Erst vor Kurzem eröffnete der Automobilzulieferer Swoboda Hartmann ein Werk in China. Im Interview erklärt der Geschäftsführende Gesellschafter der Swoboda Hartmann Holding Dr. Matthias Groth, warum die Internationalisierung alternativlos war und wieso das Unternehmen mit den Autobauern mitzieht.
Herr Dr. Groth, ist es für Automobilzulieferer ein Muss, ins Ausland zu gehen?
Das Thema Internationalisierung ist für uns nicht „nice to have“. Die Internationalisierung gehört zwangsläufig dazu. Getrieben ist sie innerhalb Europas rein durch die Kostensituation. Das führte bei Swoboda Hartmann dazu, dass wir heute auch in Tschechien oder Rumänien mit Werken vertreten sind.
Gibt es für die Automobilindustrie Deutschland noch als eigenständigen Markt?
Nicht auf der Produktionsseite. Schon seit vielen Jahren ist Europa produktionsseitig ein homogener Markt. Dem Fahrzeughersteller ist es völlig egal, ob die Teile, die er von uns bekommt, in Deutschland oder anderen europäischen Ländern von uns gefertigt wurden. Er möchte die günstigste Möglichkeit haben, weil der Kostendruck in der Branche extrem hoch ist. Müssen die Produkte hochautomatisiert gefertigt werden, machen wir das in Deutschland. Bei sehr einfachen Prozessen kommen sie aus Rumänien.
Welche Rolle spielt der chinesische Markt?

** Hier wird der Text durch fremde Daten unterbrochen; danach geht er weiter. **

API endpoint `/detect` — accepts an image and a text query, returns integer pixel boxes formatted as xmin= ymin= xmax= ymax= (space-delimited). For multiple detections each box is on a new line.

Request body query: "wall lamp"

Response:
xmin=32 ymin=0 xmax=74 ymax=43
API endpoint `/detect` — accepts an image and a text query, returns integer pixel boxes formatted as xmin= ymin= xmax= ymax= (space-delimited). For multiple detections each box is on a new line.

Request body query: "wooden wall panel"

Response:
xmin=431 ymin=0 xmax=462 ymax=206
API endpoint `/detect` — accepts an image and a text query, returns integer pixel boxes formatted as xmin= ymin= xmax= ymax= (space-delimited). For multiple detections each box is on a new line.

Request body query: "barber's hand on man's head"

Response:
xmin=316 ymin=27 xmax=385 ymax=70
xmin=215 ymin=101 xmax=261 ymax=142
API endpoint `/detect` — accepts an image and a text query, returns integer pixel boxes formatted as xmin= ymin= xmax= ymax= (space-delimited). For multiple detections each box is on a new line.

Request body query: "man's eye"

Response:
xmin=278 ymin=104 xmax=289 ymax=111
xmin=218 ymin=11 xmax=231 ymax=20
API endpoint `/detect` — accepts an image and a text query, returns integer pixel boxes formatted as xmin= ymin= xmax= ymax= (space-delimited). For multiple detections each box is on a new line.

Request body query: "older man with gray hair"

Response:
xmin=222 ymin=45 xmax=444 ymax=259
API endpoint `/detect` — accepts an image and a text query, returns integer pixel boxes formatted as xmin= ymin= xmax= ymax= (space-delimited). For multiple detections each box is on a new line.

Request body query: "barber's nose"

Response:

Eine riesige. China ist mittlerweile der größte Einzelmarkt weltweit. In Europa werden jährlich 17 Mio. Fahrzeuge verkauft. In den USA sind es ebenfalls rund 17 Mio. Autos. In China sind es 19 Mio. Fahrzeuge. Mittlerweile verkauft Volkswagen nicht nur 30% der PKWs, sondern baut auch 30% der Autos dort.
Welche Gründe hat das?
China hat einen sehr großen Binnenmarkt mit einer enormen Kaufkraft. Deswegen wollen die Chinesen natürlich auch die Wertschöpfung im Land haben. Die Autos sollen nicht nur dort zusammengebaut werden. Die Chinesen wollen auch, dass die Zulieferer dort die Teile produzieren. Intelligent steuern sie das über Zölle. Kommt ein fertiges Auto nach China, ist der Zoll extrem hoch. Wird ein Auto innerhalb Chinas gebaut, kann es sogar Subventionen geben, in nicht unwesentlicher Höhe. Das führt zu hohen Anreizen und zum Ergebnis, dass die Autos vor Ort gefertigt werden.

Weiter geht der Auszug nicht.